Is there a way to make Dropout
behave the same way on both devices? If it is impossible, can someone give me some insight as to why? (I.e. why dropout is implemented differently to generating weights.)
I've tried putting torch.backends.cudnn.benchmark = False
at the top of the module, but it made no difference.

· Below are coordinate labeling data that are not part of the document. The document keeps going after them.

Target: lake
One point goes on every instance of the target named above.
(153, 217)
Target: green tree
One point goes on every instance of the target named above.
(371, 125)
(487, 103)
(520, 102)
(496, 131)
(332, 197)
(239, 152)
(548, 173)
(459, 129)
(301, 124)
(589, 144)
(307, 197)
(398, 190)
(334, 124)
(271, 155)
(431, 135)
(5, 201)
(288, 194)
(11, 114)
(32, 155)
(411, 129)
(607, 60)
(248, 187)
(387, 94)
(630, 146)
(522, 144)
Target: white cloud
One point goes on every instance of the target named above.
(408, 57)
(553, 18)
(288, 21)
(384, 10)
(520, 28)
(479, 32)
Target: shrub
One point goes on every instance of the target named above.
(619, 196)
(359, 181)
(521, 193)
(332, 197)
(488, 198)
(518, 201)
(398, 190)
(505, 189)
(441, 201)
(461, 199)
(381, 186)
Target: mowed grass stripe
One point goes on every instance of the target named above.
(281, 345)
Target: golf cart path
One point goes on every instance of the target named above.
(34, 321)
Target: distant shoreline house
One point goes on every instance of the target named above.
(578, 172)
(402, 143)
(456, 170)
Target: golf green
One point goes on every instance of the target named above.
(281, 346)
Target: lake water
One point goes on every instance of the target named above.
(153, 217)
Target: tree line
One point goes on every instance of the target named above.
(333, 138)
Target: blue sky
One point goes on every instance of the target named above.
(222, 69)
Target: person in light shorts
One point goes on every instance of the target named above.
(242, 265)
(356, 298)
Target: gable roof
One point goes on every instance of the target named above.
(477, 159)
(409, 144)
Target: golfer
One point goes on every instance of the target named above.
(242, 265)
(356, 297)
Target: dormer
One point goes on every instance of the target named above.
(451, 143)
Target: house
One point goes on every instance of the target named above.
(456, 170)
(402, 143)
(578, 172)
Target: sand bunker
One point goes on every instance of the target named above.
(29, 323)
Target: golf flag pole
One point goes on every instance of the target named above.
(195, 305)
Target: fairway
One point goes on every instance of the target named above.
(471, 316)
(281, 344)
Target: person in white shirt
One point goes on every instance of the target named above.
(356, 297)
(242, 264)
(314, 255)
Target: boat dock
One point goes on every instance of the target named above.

And I've tried torch.use_deterministic_algorithms(True)
; it gave me an error telling me to set CUBLAS_WORKSPACE_CONFIG=:16:8
, which I did, but it also made no difference.
ADDITIONAL:
I've now tested on two machines:
Python 3.6.9, Pytorch 1.10.2 (Jan 2022 release), torch.version.cuda is 10.2, nvidia-smi reports 11.4 and driver version 470. GPU is a 1070.
Python 3.10.8, Pytorch 1.13.0+cu116 (Nov 2022 release), torch.version.cuda is 11.6, nvidia-smi reports 11.4, and driver version 470. GPU is 3090.
The cpu results are different between the two machines: again just for Dropout, not for weight initialization, and again in a reproducible way. (Not sure if due to OS, python version or pytorch version differences yet.)
The _cuda_results are identical across the two machines.
As a workaround, I will write conditional code with three different expected
arrays for this one unit test, and drop dropout for future tests.